Cerca de trinta fundações privadas, ditas “de apoio”, mantêm algum tipo de laço com a USP. Constituídas por docentes, a maioria delas utiliza-se de alguma forma da estrutura pública da universidade para desenvolver atividades privadas e oferecer cursos pagos. O último dado disponível é de 2014, quando a Reitoria divulgou que a USP mantinha nada menos do que 197 diferentes convênios com 16 dessas fundações privadas.
A benevolência da Reitoria com tais fundações não é uma novidade, mas é surpreendente que o reitor tenha nomeado coordenador do escritório o professor Rudinei Toneto Júnior, ex-coordenador da Codage e coordenador do pólo de Ribeirão Preto do Instituto de Estudos Avançados (IEA). Docente da Faculdade de Economia, Administração e Contabilidade de Ribeirão Preto (FEARP), Toneto Júnior é membro do Conselho Curador da Fundação para Pesquisa e Desenvolvimento da Administração, Contabilidade e Economia (Fundace), entidade privada dita “de apoio” à FEARP. Ele também é pesquisador do Centro de Pesquisa em Economia Regional da Fundace. A fundação privada oferece cursos pagos denominados “MBA USP” e costuma espalhar pelas ruas de Ribeirão Preto outdoors nos quais a logomarca USP aparece em destaque.
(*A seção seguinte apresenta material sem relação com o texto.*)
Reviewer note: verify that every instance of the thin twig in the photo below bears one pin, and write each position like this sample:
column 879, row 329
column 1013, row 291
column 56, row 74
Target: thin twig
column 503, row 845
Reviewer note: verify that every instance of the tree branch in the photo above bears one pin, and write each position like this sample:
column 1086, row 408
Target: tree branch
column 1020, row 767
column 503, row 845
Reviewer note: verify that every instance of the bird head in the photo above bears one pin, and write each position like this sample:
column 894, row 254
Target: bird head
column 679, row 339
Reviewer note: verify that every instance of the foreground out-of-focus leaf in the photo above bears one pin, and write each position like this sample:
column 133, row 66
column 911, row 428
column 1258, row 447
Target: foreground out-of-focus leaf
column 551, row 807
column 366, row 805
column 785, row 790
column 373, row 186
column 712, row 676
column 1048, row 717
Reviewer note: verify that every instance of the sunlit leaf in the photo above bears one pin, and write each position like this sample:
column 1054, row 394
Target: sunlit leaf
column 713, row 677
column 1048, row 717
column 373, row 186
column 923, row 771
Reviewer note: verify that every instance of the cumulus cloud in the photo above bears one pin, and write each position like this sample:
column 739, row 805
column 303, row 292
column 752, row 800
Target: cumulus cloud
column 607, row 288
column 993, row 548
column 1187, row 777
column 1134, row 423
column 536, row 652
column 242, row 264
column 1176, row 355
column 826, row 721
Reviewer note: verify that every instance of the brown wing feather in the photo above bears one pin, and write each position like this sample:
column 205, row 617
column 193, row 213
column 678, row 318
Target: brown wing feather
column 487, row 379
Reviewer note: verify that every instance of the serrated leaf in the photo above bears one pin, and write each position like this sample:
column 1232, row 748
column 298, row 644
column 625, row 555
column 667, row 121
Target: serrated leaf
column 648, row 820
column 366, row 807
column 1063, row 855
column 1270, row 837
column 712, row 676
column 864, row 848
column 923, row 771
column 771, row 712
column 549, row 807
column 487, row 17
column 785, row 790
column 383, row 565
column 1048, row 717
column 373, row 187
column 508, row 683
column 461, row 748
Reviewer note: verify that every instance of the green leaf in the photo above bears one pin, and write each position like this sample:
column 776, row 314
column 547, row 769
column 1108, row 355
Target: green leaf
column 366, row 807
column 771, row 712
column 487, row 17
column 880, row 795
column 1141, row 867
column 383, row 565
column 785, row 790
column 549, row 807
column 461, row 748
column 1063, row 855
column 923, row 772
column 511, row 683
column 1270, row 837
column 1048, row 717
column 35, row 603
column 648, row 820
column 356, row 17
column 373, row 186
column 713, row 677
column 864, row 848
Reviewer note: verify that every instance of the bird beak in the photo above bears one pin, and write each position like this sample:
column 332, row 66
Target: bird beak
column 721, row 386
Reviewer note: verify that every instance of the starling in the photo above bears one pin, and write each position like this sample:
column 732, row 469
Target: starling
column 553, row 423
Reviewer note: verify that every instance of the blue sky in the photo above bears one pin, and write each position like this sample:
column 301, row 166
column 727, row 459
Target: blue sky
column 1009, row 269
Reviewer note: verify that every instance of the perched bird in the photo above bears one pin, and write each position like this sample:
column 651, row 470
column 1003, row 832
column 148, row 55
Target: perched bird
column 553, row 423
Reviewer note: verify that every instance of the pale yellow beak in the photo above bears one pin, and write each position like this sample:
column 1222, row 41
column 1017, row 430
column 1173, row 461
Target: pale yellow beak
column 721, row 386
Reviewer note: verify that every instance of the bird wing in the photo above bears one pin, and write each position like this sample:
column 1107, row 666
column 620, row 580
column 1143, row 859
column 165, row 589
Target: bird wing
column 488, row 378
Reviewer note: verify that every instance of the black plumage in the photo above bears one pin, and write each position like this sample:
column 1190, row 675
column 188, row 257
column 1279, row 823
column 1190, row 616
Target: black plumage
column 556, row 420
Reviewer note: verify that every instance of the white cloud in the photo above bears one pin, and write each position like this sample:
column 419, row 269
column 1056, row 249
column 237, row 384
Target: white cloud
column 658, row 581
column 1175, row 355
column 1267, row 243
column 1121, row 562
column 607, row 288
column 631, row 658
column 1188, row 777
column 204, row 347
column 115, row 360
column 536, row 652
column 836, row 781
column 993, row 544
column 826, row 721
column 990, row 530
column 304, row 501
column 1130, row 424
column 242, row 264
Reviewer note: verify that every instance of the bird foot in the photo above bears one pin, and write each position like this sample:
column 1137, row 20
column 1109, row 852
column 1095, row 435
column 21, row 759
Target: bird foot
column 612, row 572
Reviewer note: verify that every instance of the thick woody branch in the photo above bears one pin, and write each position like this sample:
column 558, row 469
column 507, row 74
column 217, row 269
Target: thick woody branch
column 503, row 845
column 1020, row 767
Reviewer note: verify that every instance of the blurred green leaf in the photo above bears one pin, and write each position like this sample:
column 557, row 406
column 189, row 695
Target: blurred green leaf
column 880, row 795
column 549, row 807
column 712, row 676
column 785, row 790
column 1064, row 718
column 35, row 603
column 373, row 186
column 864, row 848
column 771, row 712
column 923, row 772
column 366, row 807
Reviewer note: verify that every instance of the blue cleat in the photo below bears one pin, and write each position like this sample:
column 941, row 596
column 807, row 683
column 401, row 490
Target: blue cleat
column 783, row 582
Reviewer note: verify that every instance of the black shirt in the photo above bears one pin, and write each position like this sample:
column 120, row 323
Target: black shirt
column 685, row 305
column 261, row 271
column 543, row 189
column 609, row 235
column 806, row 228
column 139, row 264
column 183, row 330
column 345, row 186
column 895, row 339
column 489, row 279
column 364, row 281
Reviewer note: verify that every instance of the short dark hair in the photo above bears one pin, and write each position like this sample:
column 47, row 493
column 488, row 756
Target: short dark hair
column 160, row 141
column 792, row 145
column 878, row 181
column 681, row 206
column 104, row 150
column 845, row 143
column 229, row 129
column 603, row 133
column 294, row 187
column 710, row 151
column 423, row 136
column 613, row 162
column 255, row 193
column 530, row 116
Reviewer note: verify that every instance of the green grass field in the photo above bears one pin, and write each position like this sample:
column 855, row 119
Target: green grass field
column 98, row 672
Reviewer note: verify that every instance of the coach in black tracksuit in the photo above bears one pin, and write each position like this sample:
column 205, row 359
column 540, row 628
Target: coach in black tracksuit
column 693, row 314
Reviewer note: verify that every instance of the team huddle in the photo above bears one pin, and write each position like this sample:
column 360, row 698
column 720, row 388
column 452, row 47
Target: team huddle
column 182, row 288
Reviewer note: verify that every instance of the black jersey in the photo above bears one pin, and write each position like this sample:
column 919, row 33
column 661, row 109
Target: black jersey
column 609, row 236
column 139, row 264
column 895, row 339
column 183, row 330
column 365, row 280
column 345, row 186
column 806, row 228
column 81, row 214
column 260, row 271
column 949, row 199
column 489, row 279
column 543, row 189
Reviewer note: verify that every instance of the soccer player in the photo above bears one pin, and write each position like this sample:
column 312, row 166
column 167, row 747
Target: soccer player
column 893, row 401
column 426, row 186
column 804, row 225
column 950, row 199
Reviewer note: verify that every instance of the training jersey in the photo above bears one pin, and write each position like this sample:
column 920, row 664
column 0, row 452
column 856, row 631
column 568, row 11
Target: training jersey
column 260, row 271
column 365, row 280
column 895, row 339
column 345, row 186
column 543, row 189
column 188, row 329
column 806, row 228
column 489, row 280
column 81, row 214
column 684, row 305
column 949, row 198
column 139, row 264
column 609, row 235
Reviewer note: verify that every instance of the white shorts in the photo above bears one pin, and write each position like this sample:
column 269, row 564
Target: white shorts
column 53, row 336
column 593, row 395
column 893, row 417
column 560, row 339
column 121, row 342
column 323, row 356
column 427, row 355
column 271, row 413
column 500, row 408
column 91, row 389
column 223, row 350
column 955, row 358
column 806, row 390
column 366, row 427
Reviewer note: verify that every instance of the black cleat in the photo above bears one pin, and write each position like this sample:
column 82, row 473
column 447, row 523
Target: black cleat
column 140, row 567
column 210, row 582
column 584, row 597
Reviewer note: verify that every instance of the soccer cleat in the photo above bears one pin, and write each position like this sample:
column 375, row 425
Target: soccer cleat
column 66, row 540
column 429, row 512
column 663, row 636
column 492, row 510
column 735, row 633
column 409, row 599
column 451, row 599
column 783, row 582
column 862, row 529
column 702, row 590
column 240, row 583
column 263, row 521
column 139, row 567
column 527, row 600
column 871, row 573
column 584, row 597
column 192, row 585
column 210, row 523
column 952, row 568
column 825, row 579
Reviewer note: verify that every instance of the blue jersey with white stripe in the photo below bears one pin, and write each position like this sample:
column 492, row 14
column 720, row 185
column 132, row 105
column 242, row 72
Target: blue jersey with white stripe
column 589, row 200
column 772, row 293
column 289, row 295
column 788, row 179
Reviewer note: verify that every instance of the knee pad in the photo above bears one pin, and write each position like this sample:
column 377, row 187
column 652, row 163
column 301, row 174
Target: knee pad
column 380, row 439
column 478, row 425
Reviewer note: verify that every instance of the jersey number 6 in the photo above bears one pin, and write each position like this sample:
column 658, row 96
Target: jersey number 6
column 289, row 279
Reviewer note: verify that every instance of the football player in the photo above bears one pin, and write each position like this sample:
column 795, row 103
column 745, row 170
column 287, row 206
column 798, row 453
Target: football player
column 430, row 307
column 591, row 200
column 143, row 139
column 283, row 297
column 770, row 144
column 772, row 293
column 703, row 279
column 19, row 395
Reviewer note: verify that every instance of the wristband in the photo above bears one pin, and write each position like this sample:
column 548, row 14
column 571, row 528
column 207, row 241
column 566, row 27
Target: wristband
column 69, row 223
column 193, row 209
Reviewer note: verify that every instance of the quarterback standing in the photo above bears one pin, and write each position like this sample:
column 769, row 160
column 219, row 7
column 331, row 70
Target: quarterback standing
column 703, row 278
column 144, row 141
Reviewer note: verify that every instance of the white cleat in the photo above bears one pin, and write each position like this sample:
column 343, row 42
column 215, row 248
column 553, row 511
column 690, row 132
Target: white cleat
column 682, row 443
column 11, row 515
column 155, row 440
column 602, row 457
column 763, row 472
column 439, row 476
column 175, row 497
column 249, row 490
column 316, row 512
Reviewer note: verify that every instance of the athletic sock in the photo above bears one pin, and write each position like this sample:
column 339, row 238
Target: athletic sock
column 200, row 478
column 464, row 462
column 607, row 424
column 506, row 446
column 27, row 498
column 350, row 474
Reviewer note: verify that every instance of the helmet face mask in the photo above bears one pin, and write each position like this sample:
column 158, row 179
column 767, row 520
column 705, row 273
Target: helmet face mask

Portanto, a presença de Toneto Júnior no cargo de coordenador do Escritório de Desenvolvimento de Parcerias implica óbvio conflito de interesses, uma vez que, como visto, caberá a esse órgão “monitorar a execução e a prestação de contas dos convênios que envolvam recursos, inclusive aqueles firmados com as fundações de apoio”. Tanto o professor como a Reitoria foram questionados pelo Informativo Adusp acerca do conflito de interesses, mas não responderam até o fechamento da reportagem.